Margie Flint’s eyes widened in shock as she realized what Joni Fletcher was saying. “Oh, no!” she said. “That’s not it at all. It’s just — I don’t know.” She shrugged helplessly. “I don’t want to know any more about what happened in the house, and I don’t want to know where—” She was about to say “where the bodies were found,” but thought better of it. “I just feel like I have to see it,” she said. “We’ve been looking so long, and nothing’s been right, and—” Her voice faltered again as she turned back to gaze at the house. “There’s just something about it,” she said finally.
When she turned back to face Joni, her eyes were practically pleading, and Joni could see that the woman didn’t have so much as a trace of the morbid curiosity that the dozens of other people who had asked to see the house over the last year exhibited.
Reaching into her purse, Joni found the key and handed it to Margie Flint. “I’ll wait here,” she said.
Mrs. Flint got out of Joni’s Volvo, closed the door behind her, and started toward the house. As she drew closer she found herself gazing up at one of the windows on the second floor. Pausing, she wondered what had drawn her attention, but could see nothing that distinguished that window from the other two that looked out over the weed-choked lawn to the road. Yet, though she saw nothing different about the window, she still felt as if she were being drawn to the room behind it.

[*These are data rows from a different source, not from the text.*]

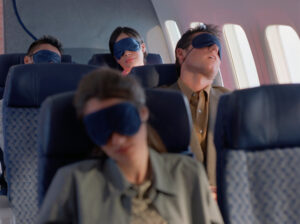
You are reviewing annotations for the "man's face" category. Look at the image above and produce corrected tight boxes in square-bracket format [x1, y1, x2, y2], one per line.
[176, 32, 221, 80]
[24, 44, 61, 64]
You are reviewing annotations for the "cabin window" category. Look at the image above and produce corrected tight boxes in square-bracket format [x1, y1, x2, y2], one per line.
[190, 22, 204, 28]
[266, 25, 300, 83]
[165, 20, 181, 60]
[223, 24, 260, 89]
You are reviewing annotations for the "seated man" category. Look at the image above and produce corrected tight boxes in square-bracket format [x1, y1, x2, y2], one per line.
[24, 35, 62, 64]
[165, 24, 229, 196]
[109, 26, 147, 75]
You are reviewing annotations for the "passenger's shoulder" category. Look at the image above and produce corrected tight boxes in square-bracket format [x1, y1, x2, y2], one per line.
[58, 159, 101, 178]
[156, 153, 203, 175]
[212, 86, 231, 93]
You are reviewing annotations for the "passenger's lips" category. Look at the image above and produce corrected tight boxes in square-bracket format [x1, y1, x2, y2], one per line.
[116, 146, 130, 153]
[125, 58, 135, 63]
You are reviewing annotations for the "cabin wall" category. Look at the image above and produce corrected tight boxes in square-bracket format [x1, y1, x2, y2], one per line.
[0, 0, 4, 54]
[152, 0, 300, 88]
[4, 0, 170, 63]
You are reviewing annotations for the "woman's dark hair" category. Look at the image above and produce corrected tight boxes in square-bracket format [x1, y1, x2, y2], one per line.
[175, 24, 220, 77]
[74, 68, 166, 153]
[27, 35, 63, 56]
[74, 68, 146, 116]
[109, 26, 147, 59]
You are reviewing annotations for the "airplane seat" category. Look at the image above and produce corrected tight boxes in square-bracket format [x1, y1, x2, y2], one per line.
[129, 64, 223, 88]
[38, 89, 192, 205]
[3, 63, 96, 223]
[0, 53, 72, 99]
[214, 84, 300, 224]
[88, 53, 163, 70]
[129, 64, 178, 88]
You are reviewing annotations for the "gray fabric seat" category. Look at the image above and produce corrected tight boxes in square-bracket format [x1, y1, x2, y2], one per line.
[215, 85, 300, 224]
[3, 64, 95, 224]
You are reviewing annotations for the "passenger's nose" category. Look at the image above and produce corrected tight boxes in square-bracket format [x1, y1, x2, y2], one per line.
[209, 44, 219, 53]
[110, 133, 126, 146]
[124, 50, 131, 55]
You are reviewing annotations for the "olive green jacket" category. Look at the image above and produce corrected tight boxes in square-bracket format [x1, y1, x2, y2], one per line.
[38, 150, 223, 224]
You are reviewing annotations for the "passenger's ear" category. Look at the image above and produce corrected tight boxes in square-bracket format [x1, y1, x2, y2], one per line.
[140, 106, 149, 122]
[175, 48, 185, 64]
[141, 43, 147, 53]
[24, 55, 33, 64]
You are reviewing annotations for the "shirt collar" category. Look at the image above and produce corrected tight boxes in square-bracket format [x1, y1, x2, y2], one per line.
[177, 78, 211, 100]
[103, 149, 176, 196]
[150, 149, 177, 195]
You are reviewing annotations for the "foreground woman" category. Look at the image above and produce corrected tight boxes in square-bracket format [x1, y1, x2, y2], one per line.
[39, 69, 223, 224]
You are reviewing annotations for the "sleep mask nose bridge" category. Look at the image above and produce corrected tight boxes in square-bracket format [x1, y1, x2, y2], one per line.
[192, 33, 222, 58]
[32, 50, 61, 64]
[83, 102, 142, 146]
[114, 37, 141, 60]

At the front door, she hesitated. Maybe she shouldn’t go into the house after all — maybe she should just go back to the car, get in, and have Joni Fletcher show her something else.
Even as she entertained the thought, however, she slid the key into the lock, turned it, and opened the front door.
And stepped inside.
Though the room was devoid of furniture, Margie Flint felt none of the emptiness she’d experienced in the other unoccupied houses she’d looked at over the last few months. In the rest of them, she’d shared the feelings of her family — what her daughter had started calling “the empty house creeps.” But this house had none of that, and as she moved through it, Margie could see perfect places for every piece of furniture she and her husband had collected over the years, scrimping to save up the money and restoring the pieces themselves.